Desta vez não foi só a Rui Rio que António Costa atirou forte. Foi também ao chumbo “imperdoável” da esquerda ao Orçamento para este ano, àqueles que lhe “cortaram as pernas”. O que o coloca naquela posição que quer: de só haver uma saída para quem quer estabilidade, a maioria absoluta do PS. Voltou a pedir que os socialistas não tenham “medo” daquilo que alguns apresentam como “papão” e terminou em mais um novo capítulo da dramatização, ao dizer que é o PS que é “o partido do bom senso, da responsabilidade, do diálogo, da concórdia nacional que no PREC evitou a confrontação. E na pandemia soube unir o país”.
A memória vai direta ao período histórico em que ficou exposta a fratura entre PS e PCP, com Mário Soares a apontar o dedo ao radicalismo comunista (num comício decisivo para o PS na Alameda Afonso Henriques, em junho de 1975) e a erguer aí muros entre o PS e o partido então liderado por Álvaro Cunhal. Costa já disse que não os quer “reerguer”, depois da “geringonça”, mas hoje quis trazer à memória esse travão que o PS impôs.
Foi o primeiro dia de campanha oficial com contacto de rua — curto e com um café pelo meio — e, a dada altura, na rua pedonal Capitão João Francisco de Sousa, em Beja, António Costa, enfiado numa samarra, ouviu uma senhora aproximar-se para lhe pedir um hospital no concelho. Respondeu com o hospital central que já está a ser construído, mas em Évora (e que visitará esta quinta-feira). A seguir no Algarve ouviu o seu próprio PS (e um independente) pedir o Hospital Central do Algarve, mas esse não está sequer em plano e nem consta no Orçamento do Estado que o socialista promete ter pronto para aprovar nos dias depois das eleições.

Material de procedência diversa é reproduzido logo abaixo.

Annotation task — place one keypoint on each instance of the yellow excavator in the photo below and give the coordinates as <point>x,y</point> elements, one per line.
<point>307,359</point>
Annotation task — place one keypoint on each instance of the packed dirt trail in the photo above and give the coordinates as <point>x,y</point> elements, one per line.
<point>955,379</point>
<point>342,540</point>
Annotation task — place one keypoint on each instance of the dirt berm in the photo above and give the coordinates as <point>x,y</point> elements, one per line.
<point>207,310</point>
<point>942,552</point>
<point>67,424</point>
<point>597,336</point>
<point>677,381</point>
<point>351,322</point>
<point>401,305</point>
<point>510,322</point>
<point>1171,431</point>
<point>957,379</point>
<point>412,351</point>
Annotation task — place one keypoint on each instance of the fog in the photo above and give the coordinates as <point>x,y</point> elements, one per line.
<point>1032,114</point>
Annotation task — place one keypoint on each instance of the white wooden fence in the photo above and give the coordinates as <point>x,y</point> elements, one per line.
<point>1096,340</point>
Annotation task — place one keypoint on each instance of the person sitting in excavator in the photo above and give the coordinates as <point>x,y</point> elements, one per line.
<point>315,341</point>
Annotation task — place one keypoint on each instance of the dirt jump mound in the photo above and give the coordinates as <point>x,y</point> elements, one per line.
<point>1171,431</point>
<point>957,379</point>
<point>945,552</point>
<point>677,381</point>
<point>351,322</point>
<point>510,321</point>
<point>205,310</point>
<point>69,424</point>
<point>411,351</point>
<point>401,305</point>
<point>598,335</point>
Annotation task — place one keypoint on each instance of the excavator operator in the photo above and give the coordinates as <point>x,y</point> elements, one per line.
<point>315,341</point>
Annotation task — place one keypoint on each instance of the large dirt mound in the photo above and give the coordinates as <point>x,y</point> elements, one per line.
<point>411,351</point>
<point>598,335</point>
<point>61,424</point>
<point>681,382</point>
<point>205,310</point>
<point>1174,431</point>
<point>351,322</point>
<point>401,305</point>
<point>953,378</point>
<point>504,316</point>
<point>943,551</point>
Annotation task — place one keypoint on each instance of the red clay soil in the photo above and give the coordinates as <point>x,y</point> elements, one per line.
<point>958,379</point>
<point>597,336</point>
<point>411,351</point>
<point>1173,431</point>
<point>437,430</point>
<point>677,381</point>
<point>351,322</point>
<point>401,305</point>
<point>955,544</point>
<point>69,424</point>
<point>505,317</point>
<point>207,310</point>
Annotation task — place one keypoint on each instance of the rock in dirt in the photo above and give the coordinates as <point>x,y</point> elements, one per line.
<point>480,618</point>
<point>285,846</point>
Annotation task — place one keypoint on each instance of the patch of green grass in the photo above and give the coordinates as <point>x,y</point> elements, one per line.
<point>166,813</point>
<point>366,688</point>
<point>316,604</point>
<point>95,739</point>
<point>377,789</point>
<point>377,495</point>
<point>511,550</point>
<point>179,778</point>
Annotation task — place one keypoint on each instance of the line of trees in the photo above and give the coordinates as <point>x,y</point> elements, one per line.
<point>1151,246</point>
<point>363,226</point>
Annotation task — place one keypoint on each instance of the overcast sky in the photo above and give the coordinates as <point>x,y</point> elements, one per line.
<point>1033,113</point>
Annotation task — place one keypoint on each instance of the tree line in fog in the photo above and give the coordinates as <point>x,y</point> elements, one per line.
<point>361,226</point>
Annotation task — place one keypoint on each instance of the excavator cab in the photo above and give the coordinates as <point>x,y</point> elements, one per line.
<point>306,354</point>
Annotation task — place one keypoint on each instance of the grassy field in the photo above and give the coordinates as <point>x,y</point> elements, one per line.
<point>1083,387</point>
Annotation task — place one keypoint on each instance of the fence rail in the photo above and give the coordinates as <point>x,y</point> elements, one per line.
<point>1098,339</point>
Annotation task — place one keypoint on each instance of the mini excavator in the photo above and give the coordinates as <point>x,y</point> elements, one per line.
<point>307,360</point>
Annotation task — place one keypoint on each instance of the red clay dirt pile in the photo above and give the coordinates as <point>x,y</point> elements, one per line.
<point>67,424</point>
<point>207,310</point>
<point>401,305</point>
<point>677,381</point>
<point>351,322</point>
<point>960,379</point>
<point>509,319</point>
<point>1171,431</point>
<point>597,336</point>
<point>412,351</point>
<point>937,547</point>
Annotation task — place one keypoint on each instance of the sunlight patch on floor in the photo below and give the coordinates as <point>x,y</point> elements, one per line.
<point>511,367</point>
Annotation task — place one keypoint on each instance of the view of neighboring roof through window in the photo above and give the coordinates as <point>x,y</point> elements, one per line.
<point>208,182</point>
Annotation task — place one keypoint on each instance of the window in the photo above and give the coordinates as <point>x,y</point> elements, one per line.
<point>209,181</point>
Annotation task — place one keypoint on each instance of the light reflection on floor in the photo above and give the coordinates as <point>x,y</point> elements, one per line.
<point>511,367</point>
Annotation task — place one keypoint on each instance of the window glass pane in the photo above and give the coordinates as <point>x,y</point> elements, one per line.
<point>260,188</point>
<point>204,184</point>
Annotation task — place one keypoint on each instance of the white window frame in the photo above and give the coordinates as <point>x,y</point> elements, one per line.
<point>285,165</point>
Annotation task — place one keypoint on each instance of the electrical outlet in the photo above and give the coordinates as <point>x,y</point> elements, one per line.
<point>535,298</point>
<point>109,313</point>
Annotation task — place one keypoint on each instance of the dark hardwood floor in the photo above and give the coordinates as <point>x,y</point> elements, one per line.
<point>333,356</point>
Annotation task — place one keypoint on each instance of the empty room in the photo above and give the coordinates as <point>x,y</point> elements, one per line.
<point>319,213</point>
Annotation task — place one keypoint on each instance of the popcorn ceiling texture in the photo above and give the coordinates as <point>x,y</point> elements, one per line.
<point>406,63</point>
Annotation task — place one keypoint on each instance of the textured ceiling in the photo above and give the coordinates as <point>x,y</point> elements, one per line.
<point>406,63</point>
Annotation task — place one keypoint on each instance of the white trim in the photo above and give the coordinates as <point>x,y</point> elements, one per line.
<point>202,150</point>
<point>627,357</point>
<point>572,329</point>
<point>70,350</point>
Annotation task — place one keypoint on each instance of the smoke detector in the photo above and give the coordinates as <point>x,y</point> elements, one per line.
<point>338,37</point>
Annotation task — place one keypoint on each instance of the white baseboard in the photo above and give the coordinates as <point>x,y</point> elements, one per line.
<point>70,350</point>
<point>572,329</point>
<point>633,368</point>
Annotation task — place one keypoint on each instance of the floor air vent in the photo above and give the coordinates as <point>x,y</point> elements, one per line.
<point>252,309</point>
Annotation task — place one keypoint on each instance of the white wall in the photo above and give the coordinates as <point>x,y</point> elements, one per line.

A maioria absoluta não sai do guião nem por um dia, numa única ação de campanha. Não há curva em que António Costa não aponte à necessidade de estabilidade. Mas depois também há as reivindicações locais que um candidato que é ao mesmo tempo primeiro-ministro em funções não consegue contornar. E nem sempre tem resposta satisfatória para dar. Por exemplo, no comício de Faro, ao fim do quarto dia de campanha, ouviu o convidado independente do comício, o médico Nuno Marques pedir “um hospital central novo” para o Algarve. E logo de seguida, a cabeça de lista do distrito, Jamila Madeira a fazer o mesmo — embora com mais tática.
Jamila foi secretária de Estado da Saúde — saiu em confronto com Marta Temido — e na intervenção que fez foi à volta. Num dos ataques feito ao PSD disse que não será Rui Rio que “quererá ter essa despesa”. Ora, não é Rui Rio, mas por agora também não é António Costa.
O líder socialista tem feito esta campanha a usar o facto de ser o único candidato com condições de não deixar o país muito tempo parado à espera do Orçamento. Aliás, até pede a maioria absoluta para ainda atalhar mais esse processo e conseguir pôr em jogo, o mais rapidamente possível, o mesmo Orçamento que foi chumbado. Mas essa mesma proposta não contempla a construção do hospital que o Algarve espera há 20 anos. “Até 2023, iniciar-se-á a construção de novos hospitais centrais ou de proximidade, designadamente Lisboa Oriental, Seixal, Sintra ou Alentejo que se encontra em diferentes fases de maturação”, constava na proposta chumbada e que Costa quer recuperar tal como está.
Na sua intervenção não deu resposta à questão concreta do Algarve. A Saúde serviu-lhe sobretudo de arma de arremesso a Rio. Uma semana depois de o enfrentar em debate ainda fala na defesa que diz que o candidato social-democrata fez de um SNS “tendencialmente gratuito”. “Quer que a classe média passe a pagar cuidados de saúde no SNS”, insistiu mais uma vez.